Opinião: O liberal Ciro Gomes à caça de esquerdistas

Leio a manchete “Ciro está em busca de partidos de esquerda” e momentaneamente fico estático, naquela de vítima de um comando Mandrake. A imagem de Ciro, celular em punho, aos gritos para persuadir um incauto, ressoa pontiaguda nos nichos labirínticos da memória dos tempos. Ela penetra a minha mente com aquele sabor épico e macabro das jornadas empreendidas pelos caçadores de cabeça.

A última notícia que tive de caçadores de cabeça, além dessa última sobre a caçada que acontece agora nos campos conflagrados do nosso esquerdismo ressentido, tinha a ver com os ritos de passagem dos garotos konyaks.

Lá em Longwa, pequena vila nas profundezas florestais de Mianmar, um grupo étnico sofre a dissolução de práticas ancestrais. Sucumbem ritos de passagem da meninice para o mundo adulto, entre as quais a posse da cabeça de um inimigo.

Hoje, os jovens compõem o quadro de simbolização da posse heroica da vida através do visorama ideológico da transubstanciação que o Cristianismo usa como âncora psíquica para fixar fundamentos da fé.

Isso é lá em Mianmar. Aqui, a caçada de Ciro pelas cabeças a prêmio da esquerda aturdida tem a ver também com transubstanciação. Mas não a do pão em corpo, mas a do corpo, notadamente a cabeça, em habitáculo da sujeição mental ao conservadorismo neoliberal. A agenda desenvolvimentista do Ciro governador é a do neoliberalismo do Consenso de Washington.

Não foi uma nem duas vezes, inclusive presencialmente, que vi Leonel Brizola se referir aos “filhotes da ditadura”, entre os quais o primogênito seria o empresário e jornalista Roberto Marinho.

Nada mais clássico no mesmo sentido do que Ciro Gomes, que começou a vida política no PDS, partido que substituiu a Arena criada pela ditadura militar de 1964, e no qual ele se sentia confortável por ser o herdeiro dos voto do pai, cacique golpista ex-prefeito de Sobral. Isso foi em 1982.

Antes, em 1979, candidato a vice-presidente da UNE pela chapa Maioria, Ciro sofria a acusação de “direitista”, o que significava à época um alinhamento às forças retrógradas que deram sustentação ao golpe militar que suprimiu a vida política democrática no país.

Hoje ser de direita é a mesma coisa, uma opção retrógrada, mas legítima. Ser de direita é, por exemplo, ser contra verba pública para família de presidiários, é ser machista e acreditar que a mulher não deve porque não pode liderar os processos sociais. Mas não quer dizer pessoas piores. Nem melhores. Só pessoas. Como as pessoas de esquerda, centro e assim por diante.

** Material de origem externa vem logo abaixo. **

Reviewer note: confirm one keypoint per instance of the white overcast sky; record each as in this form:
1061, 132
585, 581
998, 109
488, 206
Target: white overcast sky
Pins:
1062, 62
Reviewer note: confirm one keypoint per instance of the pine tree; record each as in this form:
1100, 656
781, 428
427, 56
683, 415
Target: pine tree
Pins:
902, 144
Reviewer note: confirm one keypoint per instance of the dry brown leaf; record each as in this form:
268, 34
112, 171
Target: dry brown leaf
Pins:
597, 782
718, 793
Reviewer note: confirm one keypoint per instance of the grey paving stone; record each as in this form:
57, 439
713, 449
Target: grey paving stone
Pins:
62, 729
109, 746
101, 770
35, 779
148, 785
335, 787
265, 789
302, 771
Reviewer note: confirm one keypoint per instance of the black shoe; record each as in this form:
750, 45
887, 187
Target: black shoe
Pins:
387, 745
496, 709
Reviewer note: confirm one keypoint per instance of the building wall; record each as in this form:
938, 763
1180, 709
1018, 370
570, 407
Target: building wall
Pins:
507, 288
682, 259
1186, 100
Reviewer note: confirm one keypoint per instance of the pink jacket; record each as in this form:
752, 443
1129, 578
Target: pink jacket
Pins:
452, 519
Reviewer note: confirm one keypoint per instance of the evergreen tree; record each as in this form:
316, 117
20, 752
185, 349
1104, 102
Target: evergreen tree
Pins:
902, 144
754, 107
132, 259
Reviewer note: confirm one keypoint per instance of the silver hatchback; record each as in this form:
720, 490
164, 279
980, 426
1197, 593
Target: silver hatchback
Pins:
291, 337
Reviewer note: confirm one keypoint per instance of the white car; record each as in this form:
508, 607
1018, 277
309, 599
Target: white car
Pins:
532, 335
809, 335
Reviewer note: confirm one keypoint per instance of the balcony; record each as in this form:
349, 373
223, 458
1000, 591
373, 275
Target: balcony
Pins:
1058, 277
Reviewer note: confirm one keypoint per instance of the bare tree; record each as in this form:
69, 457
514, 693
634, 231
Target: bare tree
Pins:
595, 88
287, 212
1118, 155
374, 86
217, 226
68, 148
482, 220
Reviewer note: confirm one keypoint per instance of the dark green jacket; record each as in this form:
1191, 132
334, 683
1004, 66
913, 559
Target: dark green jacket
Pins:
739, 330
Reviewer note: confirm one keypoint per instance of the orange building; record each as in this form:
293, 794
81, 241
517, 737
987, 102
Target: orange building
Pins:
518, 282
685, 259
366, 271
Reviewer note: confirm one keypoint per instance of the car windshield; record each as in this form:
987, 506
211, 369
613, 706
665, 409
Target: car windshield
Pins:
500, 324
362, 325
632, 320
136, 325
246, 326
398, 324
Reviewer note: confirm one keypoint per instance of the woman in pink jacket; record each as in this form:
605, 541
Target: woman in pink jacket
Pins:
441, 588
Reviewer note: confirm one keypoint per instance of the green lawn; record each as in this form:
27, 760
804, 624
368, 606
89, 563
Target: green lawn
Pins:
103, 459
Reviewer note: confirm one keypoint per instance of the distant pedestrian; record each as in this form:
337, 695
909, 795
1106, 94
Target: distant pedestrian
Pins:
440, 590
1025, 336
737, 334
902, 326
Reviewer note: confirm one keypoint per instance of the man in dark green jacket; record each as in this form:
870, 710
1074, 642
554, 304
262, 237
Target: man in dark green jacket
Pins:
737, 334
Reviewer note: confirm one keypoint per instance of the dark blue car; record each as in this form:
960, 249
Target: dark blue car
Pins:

Ciro Gomes ostenta, à maneira de um Collor de Mello com trejeitos bolsonarianos, um furor crítico reformista de centroesquerda para legitimar a caçada à cabeça dos esquerdistas. Pois como disse Jessé Souza, que esteve outro dia entre nós distribuindo sabedoria, “num país desigual como o nosso, a esquerda só não ganha eleição se não houver eleições”. Ciro quer mais que a cabeça da esquerda. Quem aderir, verá.